Wetherspoon founder Tim Martin ‘worried’ by Jeremy Corbyn’s business stance

Wetherspoon founder Tim Martin said he is “worried” about Jeremy Corbyn’s approach to business at the pub group’s annual general meeting (AGM) in central London.

The colourful company chairman also said he is “all for” a slump in consumer confidence, despite economic uncertainty weighing on customer spending over the past year.

Mr Martin said he is worried that the Labour Party leader “doesn’t have enough belief in the power of the free market”, as well as criticising the possibility of a second Brexit referendum under the opposition leader.

He added: “A leaflet was sent to every household in the country to say that this is a once-in-a-generation decision, saying the Government will implement what you decide.

“I don’t think you can go back now and say that this will be the first-ever UK representative referendum that hasn’t been honoured.”

Economists have said that concerns over Brexit have weighed on consumer spending over the past year, but the businessman said a “lack of consumer confidence is a good thing”.

Mr Martin said: “I think the country and consumers are pretty resilient and I think sometimes people are too concerned about consumer confidence.

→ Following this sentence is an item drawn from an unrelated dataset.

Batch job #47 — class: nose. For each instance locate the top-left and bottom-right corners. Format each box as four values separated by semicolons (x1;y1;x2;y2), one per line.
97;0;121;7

“Only about two years ago, the main worry was that consumers were over-confident and they were spending too much on their credit cards. That thankfully is gone, so I’m all for consumers lacking a bit of confidence.”

At the AGM, shareholders voted in support of all of the firm’s resolutions, backing the publication of the company’s annual report.

Prior to the meeting, shareholder advisory groups had called on investors to vote against the pub firm’s annual report at the AGM because of its spending on pro-Brexit materials.

Pensions & Investment Research Consultants (PIRC) said shareholders should oppose the report after questions were raised over its spending of almost £95,000 on pro-Brexit beer mats before the 2016 referendum.

Legal experts claimed the chain appeared to have broken company law by buying and distributing the 1.9 million beermats backing exit from the EU.

Last week, Mr Martin criticised the advisory group and dismissed UK corporate governance laws as “up the spout”.

He also hit out at one of the company’s biggest shareholders for voting against two board members at the pub chain’s annual general meeting last year.

On trading, Wetherspoon revealed sales were up 5.3% in the 13 weeks to October 27 on a like-for-like basis, with one pub opened and four shut.